Sean turned from the stove. “Breakfast is up. Dad?”
Dylan moved slowly toward the table, eyeing the police. This was a Feline used to being in charge, Seamus knew, but he’d been around long enough to know when to be forceful and when to back off. He hated backing off, Seamus saw, but a Shifter didn’t get to be leader—and then keep his life after he conceded leadership—by attacking when it wasn’t prudent.
Tiger underwent the biggest change. As soon as the police had entered the kitchen, he’d ceased pacing, sat down on a chair, and went still as stone. His big face was a careful blank, his yellow eyes fixed on the table.
“This is Detective Reder,” Nadine said brightly. “She’s worried about rogue Shifters in the area.”
Reder was on the tall side for a human woman, her black hair tucked into a neat bun, her brown eyes quickly taking in the Shifters, Bree, the room, the exits, and Sean at the stove.
Seamus wondered how the detective had known they were here. He couldn’t imagine Dylan and his trackers being so clumsy as to let themselves be followed, or letting them use the GPS on Bree’s phone—a Guardian like Sean would have been wise enough to disable that. Or maybe it had been as simple as one of the hunters who’d been chasing him giving the police the license number of Bree’s truck.
Dylan folded his arms and deliberately did not meet Reder’s eyes. “These Shifters work for me. None are rogues, as you can see.”
“Who are they?” Detective Reder asked crisply. “Names?”
“I’m Dylan Morrissey,” Dylan answered in an even tone. “My son Sean is cooking breakfast, Tiger here is a liaison with Shifter Bureau, and Seamus McGuire is one of my trackers.”
“And you are all here, because ...” The detective paused, her dark gaze impenetrable.

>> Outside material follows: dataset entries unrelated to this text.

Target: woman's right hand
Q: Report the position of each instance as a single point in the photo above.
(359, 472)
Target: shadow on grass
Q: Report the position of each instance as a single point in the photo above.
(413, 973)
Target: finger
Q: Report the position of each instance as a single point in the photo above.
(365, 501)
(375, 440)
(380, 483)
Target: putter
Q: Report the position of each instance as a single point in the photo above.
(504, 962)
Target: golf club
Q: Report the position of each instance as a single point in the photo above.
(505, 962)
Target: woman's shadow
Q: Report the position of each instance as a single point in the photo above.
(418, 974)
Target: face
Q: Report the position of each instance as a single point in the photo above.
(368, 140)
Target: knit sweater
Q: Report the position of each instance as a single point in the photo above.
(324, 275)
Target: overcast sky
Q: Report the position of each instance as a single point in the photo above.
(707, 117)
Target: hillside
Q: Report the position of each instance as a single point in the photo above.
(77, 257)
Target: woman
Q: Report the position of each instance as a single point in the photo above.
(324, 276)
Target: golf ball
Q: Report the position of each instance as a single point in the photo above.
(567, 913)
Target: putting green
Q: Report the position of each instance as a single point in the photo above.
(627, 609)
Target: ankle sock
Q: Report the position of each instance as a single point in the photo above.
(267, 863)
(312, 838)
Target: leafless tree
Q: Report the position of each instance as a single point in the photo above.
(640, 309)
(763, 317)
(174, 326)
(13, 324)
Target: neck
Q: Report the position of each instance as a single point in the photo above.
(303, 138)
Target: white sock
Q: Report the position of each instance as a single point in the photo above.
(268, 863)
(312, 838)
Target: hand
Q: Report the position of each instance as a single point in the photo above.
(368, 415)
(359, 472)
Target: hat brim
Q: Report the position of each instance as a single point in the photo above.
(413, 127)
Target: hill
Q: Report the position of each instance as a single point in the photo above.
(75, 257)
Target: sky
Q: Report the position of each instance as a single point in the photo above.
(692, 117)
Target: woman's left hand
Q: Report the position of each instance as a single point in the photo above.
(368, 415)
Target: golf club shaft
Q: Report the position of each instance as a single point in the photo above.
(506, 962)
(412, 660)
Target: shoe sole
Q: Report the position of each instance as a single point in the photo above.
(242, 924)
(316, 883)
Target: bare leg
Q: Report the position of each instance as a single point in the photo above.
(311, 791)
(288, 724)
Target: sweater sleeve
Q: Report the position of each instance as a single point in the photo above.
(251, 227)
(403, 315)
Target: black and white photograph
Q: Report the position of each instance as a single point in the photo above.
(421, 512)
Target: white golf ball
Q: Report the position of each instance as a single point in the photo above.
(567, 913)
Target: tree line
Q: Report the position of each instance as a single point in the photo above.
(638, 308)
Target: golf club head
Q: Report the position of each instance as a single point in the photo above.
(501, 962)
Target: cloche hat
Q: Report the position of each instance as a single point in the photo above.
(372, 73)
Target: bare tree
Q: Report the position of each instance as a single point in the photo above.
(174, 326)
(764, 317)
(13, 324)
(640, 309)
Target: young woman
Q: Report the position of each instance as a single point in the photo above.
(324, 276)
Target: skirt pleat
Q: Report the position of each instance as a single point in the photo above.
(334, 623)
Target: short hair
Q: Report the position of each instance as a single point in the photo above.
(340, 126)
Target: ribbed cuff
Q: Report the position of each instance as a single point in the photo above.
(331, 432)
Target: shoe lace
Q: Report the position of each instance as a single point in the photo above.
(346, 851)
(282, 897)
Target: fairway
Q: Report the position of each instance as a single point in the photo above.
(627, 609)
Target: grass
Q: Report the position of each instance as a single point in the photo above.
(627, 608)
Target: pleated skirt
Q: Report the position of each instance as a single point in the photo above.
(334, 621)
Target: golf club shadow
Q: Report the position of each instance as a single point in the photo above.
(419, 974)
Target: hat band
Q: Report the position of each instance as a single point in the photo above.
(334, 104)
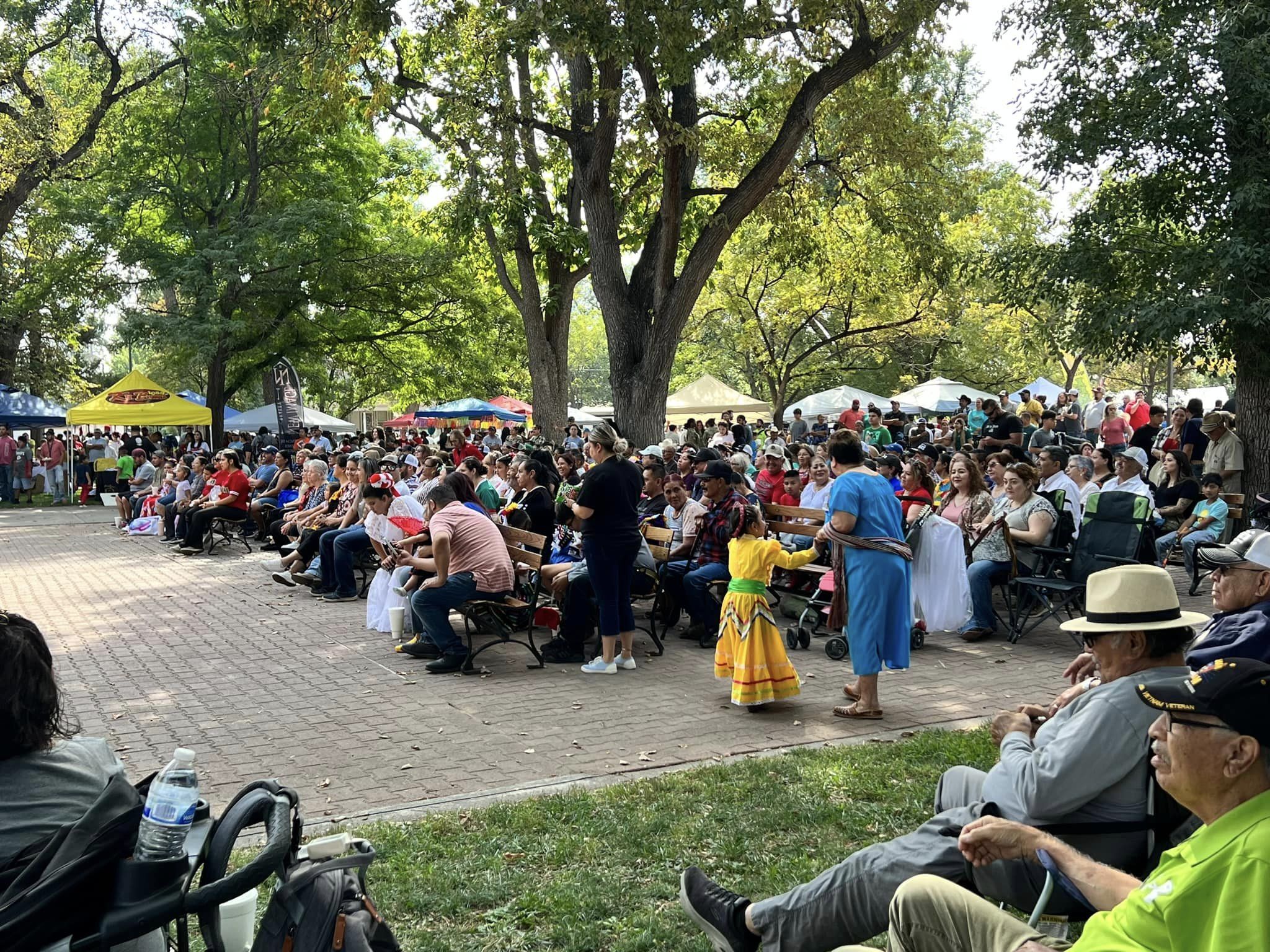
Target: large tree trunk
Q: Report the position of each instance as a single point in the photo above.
(1253, 405)
(216, 397)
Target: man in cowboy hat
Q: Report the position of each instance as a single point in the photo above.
(1212, 754)
(1082, 765)
(1225, 454)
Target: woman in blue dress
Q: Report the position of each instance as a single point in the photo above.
(878, 582)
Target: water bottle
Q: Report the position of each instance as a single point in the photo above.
(169, 809)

“Because of me,” Bree said. She looked up at Reder and gave her an inane little laugh. “I couldn’t let Seamus go last night—we were having so much fun. Dylan and the others came to find him this morning, to make sure he went back to Shiftertown like a good boy.” S
he turned an annoyed look on Dylan and stuck her tongue out at him. “Spoilsport.”
Chapter Eight
Reder transferred her interested gaze to Bree, and Bree popped her tongue back into her mouth.
Beneath her, Seamus sat rock still, his head turned so his gaze rested on Bree. Safer that way. A storm of emotions roiled in his eyes, which would betray him if he looked at Reder.

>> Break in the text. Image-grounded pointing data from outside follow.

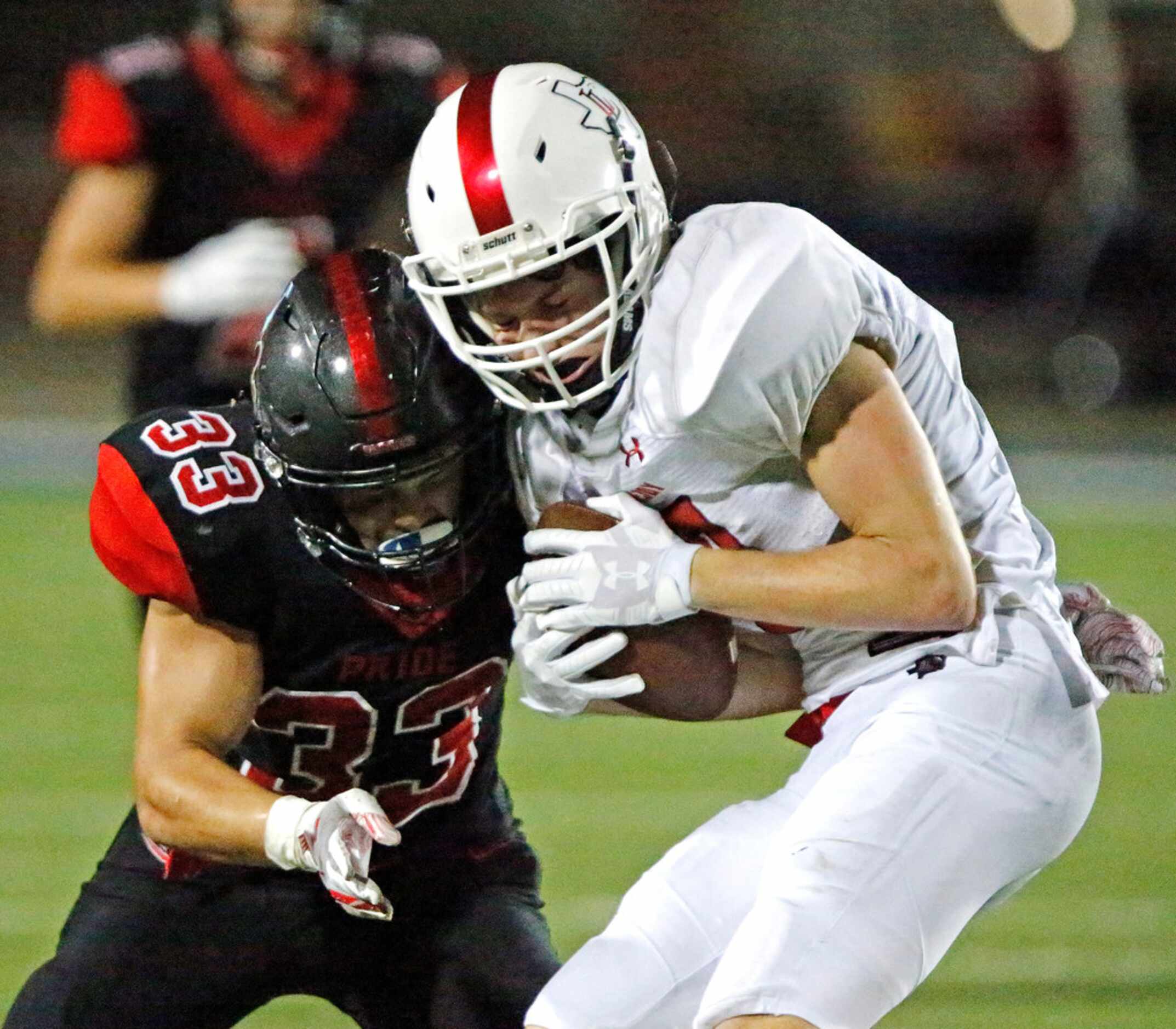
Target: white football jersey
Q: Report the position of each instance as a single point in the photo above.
(754, 308)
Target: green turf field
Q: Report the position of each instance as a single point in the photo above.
(1091, 944)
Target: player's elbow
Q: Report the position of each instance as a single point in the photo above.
(947, 586)
(46, 306)
(151, 802)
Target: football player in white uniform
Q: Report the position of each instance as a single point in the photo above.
(783, 428)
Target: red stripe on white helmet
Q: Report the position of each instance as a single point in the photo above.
(476, 152)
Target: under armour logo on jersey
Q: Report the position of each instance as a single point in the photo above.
(637, 452)
(639, 578)
(600, 110)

“Explain all this,” Reder said to Bree. “Shifters are supposed to spend their nights in Shiftertown.”
Bree kissed Seamus’s cheek while she thought through what to say. The buzz of unshaved whiskers was pleasant on her lips, but she couldn’t let herself get distracted.

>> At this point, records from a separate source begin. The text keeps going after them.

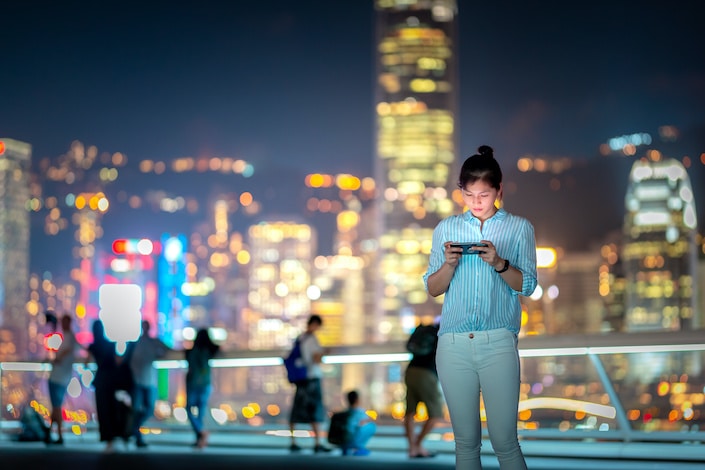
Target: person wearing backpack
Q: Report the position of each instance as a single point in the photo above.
(421, 380)
(307, 407)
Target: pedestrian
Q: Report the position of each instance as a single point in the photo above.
(360, 427)
(481, 314)
(422, 386)
(146, 350)
(59, 378)
(198, 383)
(307, 407)
(111, 376)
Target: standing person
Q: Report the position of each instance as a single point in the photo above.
(59, 378)
(198, 383)
(421, 380)
(146, 350)
(481, 314)
(102, 351)
(360, 427)
(308, 400)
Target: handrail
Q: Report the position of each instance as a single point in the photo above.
(592, 346)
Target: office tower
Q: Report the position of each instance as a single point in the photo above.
(660, 252)
(416, 148)
(577, 307)
(282, 253)
(15, 158)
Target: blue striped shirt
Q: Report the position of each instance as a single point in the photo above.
(477, 298)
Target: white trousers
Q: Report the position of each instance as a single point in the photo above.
(482, 361)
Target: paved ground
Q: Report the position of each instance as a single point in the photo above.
(242, 452)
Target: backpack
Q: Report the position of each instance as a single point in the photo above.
(422, 341)
(338, 433)
(296, 370)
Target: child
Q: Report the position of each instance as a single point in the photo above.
(360, 427)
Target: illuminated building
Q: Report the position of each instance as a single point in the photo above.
(659, 254)
(15, 158)
(173, 305)
(577, 307)
(416, 147)
(282, 255)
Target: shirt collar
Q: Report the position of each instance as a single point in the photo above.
(499, 215)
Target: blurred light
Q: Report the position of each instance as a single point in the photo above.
(53, 341)
(545, 257)
(120, 311)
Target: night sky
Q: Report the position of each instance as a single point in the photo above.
(290, 85)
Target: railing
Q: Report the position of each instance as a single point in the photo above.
(618, 389)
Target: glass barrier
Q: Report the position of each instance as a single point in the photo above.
(593, 390)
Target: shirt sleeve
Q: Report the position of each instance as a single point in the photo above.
(525, 258)
(437, 256)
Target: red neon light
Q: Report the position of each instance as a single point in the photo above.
(120, 246)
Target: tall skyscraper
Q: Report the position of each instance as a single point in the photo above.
(282, 254)
(416, 151)
(15, 158)
(660, 250)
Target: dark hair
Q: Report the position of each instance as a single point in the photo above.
(203, 341)
(353, 397)
(481, 166)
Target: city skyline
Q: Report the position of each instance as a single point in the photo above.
(126, 87)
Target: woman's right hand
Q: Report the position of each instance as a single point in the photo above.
(452, 254)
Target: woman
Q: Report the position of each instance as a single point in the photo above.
(481, 315)
(198, 382)
(110, 372)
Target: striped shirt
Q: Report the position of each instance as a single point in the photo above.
(477, 298)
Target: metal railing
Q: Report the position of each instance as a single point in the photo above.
(632, 393)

“Seamus and me got to dancing.” Bree lifted her head but gave Seamus another squeeze. “I could tell he liked me, and I asked him to come home with me.” She shrugged. “We lost track of time, I guess. So his friends came looking for him.”
“Trust me,” Nadine said wearily. “They did lose track of time. But what can you do with a daughter who’s addicted to Shifters?” She shook her head, the sadness of the world weighing on her shoulders.
“I’m going to need to confirm that,” Reder said, still focused on Bree. “Who did you see at the roadhouse?” She didn’t get out a notebook or anything, only watched Bree as though memorizing everything about her.
“Oh, lots of people.” Bree screwed up her face, as though thinking then giving up. “I’m new here. I don’t know everyone’s names.”
“But he would.” Reder’s glance fell on Seamus. “Who was there, Shifter?”
Before Seamus could speak, Sean broke in. “Me, for one. How else did I know where to start looking for the lad? Broderick, Ronan, Spike ... oh, lots of people from Shiftertown.” Bree hadn’t seen any of the Shifters here at the bar, but she had no doubt that Sean would make sure they all swore they’d been there.
Reder rocked on the balls of her feet. “The problem is that there’s been two deaths.” Her voice filled with steel. “Two men have been found dead near the roadhouse, their bodies ripped up as though by wild animals. These two men were armed, but their shotguns were likewise torn apart. No human would have been strong enough to do this, so we immediately knew ... Shifter.”